Generating element of local ring in a purely inseparable extension Let $F$ be an algebraic function field (in one variable) over the finite field $\mathbb{F}_{p}$. Let $F'$ be a purely inseparable extension of $F$ of degree $p$. In particular, $F'$ is a simple extension of $F$.
Let $\mathcal{P}$ be a place of $F$. Then there is only one place $\mathcal{P}'$ of $F'$ lying above $\mathcal{P}$, and $\mathcal{P}$ is totally ramified in $F'$ with ramification index $p$. 
So the integral closure of the local ring $\mathcal{O}_{\mathcal{P}} \subseteq F$ in $F'$ is simply $\mathcal{O}_{\mathcal{P}'}$. My question is: does there exist a generating element $\beta \in F'$ of $F'$ over $F$ that also works as a generating element of $\mathcal{O}_{\mathcal{P}'}$ as an  $\mathcal{O}_{\mathcal{P}}$-module?  
If $F'$ were separable over $F$, then given a basis of $F'$ over $F$ we can use the trace functional to construct a dual basis and sandwich $\mathcal{O}_{\mathcal{P}'}$ between the modules over $\mathcal{O}_{\mathcal{P}}$ generated by the basis and that generated by the dual basis, and then use the fact that $\mathcal{O}_{\mathcal{P}}$ is a principal ideal domain to establish equality.
But what do we do if $F'$ is inseparable over $F$?
 A: This is not the central question you ask, but I made a claim that at least one highly respected mathematician has doubted, namely that if $F$ is a function field in one variable over a finite field, then $F^{1/p}$ is the only inseparable extension of $F$ of degree $p$. Let’s see why.

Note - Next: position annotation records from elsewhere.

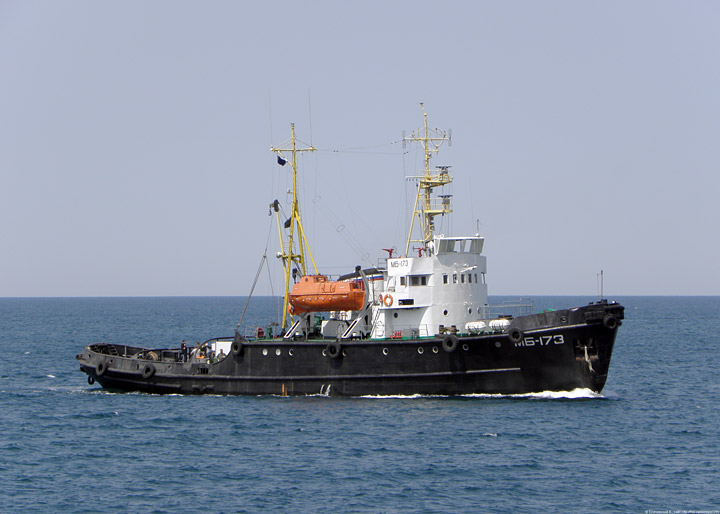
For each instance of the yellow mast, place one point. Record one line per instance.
(425, 209)
(288, 254)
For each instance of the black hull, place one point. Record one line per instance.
(554, 351)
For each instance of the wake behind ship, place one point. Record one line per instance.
(419, 324)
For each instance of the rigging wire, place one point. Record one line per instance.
(257, 276)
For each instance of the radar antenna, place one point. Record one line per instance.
(426, 207)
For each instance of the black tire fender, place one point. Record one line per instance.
(450, 343)
(333, 350)
(610, 322)
(148, 370)
(515, 335)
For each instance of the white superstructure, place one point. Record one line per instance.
(439, 291)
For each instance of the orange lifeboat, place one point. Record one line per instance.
(315, 293)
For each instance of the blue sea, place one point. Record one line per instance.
(649, 443)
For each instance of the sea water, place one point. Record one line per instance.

To save myself typing, I’ll write $\Bbb F_q=k$, $x^{1/p}=\xi$, $y^{1/p}=\eta$. Let’s suppose that $y$ is of degree $m$ over $k(x)$, so that $k(x,y)$ is separable of degree $m$ over $k(x)$. Then $\bigl[k(\xi,\eta):k(\xi)\bigr]=\bigl[k(x,y):k(x)\bigr]=m$. Now since $y\notin k(\xi)$, we will also have $\bigl[k(\xi,y):k(\xi)\bigr]=m$. (It may be that there are problems if $m$ is composite, but in Georges’ example, it’s certain that $y$ is of degree $p$ over $k(\xi)$.) But we now see that $k(\xi)\subset k(\xi,y)\subset k(\xi,\eta)$, and both bigger fields are of the the same degree $m$ over the smallest field. Thus the two bigger fields are equal. That is, in your notation, I’ve shown that $y^{1/p}\in F(x^{1/p})$. Similarly, $x^{1/p}\in F(y^{1/p})$.
But to put the icing on the cake, I’ll exhibit, in Georges’ proposed counterexample, $\xi\in F(\eta)=k(x,y^{1/p})$ and $\eta\in F(\xi)=k(x^{1/p},y)$.
Indeed
\begin{align}
\xi^p+\xi\eta^{p-1}+\eta^p&=0&\xi^p+\xi\eta^p/\eta+\eta^p&=0\\
\xi\eta^{p-1}&=-y-x&\xi y/\eta&=-x-y\\
\xi&=-\frac{x+y}{\eta^{p-1}}&\eta&=-\frac{\xi y}{x+y}
\end{align}
But now Georges, if $K$ is a field finitely generated
over a perfect field $k$, with transcendence degree $d$, is it not true that the field degree $[K:K^p]=p^d$ ? This is something that I have always firmly believed, though I’m sure without ever having proved it in full detail. Your proposed counterexample made me doubt perhaps fifty years’ unsupported mathematical belief.